Thank you for replying.

You are right, I mistakenly wrote “create” instead of “add” in the question.

Secondly, my machine @192.168.0.211 allows connection with user and password. So, issue was with the fabric.cfg file. I did’nt give any value against ‘password’ parameter of [servers] section.

After setting the above mentioned parameter, utility allowed to add MySQL instance into the group.

Regards
MWM

Drew Schatt

12 years ago

[root@store vagrant]# mysqlfabric manage start –daemon
mysqlfabric: error: no such option: –daemon

This is having pulled down the git repo and following the instructions… Perhaps the documentation needs to be updated?

Fernando Ipar

12 years ago

‘@Drew:

This is due to this: http://bugs.mysql.com/bug.php?id=72818

But you’re right, while this is not resolved, we need to update the instructions. Just running mysqlfabric manage start should be enough, though it will stay attached to your stdin/stdout, so you may want to use nohup and redirect the output to a log file instead.

Tim

12 years ago

When I use the following command
“mysqlfabric group promote –slave_uuid=””,
I got mysqlfabric: error: no such option: –slave_uuid.

The command sould be
“mysqlfabric group promote –slave_id=””.
Am I right?

Fernando Ipar

12 years ago

‘@Tim:

You’re right, thanks for pointing that out!
I’ve corrected the example.

Lakshma

11 years ago

‘@martin Arrieta and Fernando Ipar and @ALL fabric enthusiast,

Nice blog, am playing around HA aspect of Fabric and am struck. I have backing store and 3 mysql nodes on different machines. i created fabric user on backing store to access fabric database and fabric user on mysql nodes for fabric system to connect to mysql nodes. i created ha group and added 3 hosts to the group. when i promote the group the selection of master based on our choice and also auto pick is doing great.
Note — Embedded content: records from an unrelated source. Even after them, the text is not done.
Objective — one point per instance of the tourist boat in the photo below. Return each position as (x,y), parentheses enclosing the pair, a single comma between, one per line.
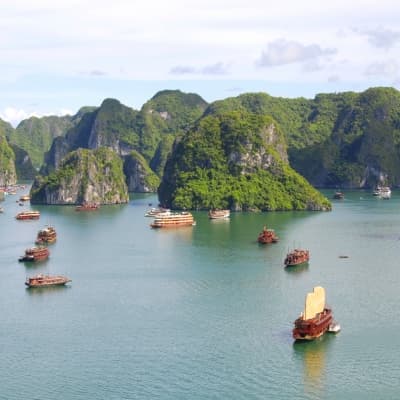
(338,196)
(35,254)
(28,215)
(267,236)
(383,192)
(173,220)
(46,235)
(46,280)
(219,214)
(296,257)
(153,212)
(316,319)
(87,206)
The problem starts with the secondary nodes. They are trying to connect to master using user fabric@masterhost(mysql host that is picked as primary when i promoted the group) and having error ‘io_running’: False, ‘io_error’: “error connecting to master ‘fabric@masterhost:3306. Funny part when i do show slave status on secondary nodes i see slave_SQL_running=yes, slave_IO_running says connecting and Last_IO_Error: error connecting to master ‘fabric@masterhostname:3306’ – retry-time: 60 retries: 4.
I may be missing the step of setting up user credentials in fabric.cfg for servers to use for setting up replication among the ha group hosts. Any help is appreciated.

Thanks
DL

Fernando Ipar

11 years ago

‘@Lakshma:

Thanks for taking the time to comment.
You’re right in that you’re probably missing a step while setting up credentials. I’d start looking at the error log on the (elected) master node, with @@log_warnings > 1 (i.e. run “set @@global.log_warnings=2;” on it, as root).

With that variable set, you should see failed connection attempts in the error log, which should help you create any needed user. After setting this variable, error log messages should look like this:

140813 18:55:54 [Warning] Access denied for user ‘test’@’localhost’ (using password: YES)

Paul

11 years ago

Hmm, well… I had this working earlier in the week. I did a vagrant destroy and now can’t remake a fabric group for the life of me. I did modify /etc/my.cnf on the store machine. Anyone have any ideas?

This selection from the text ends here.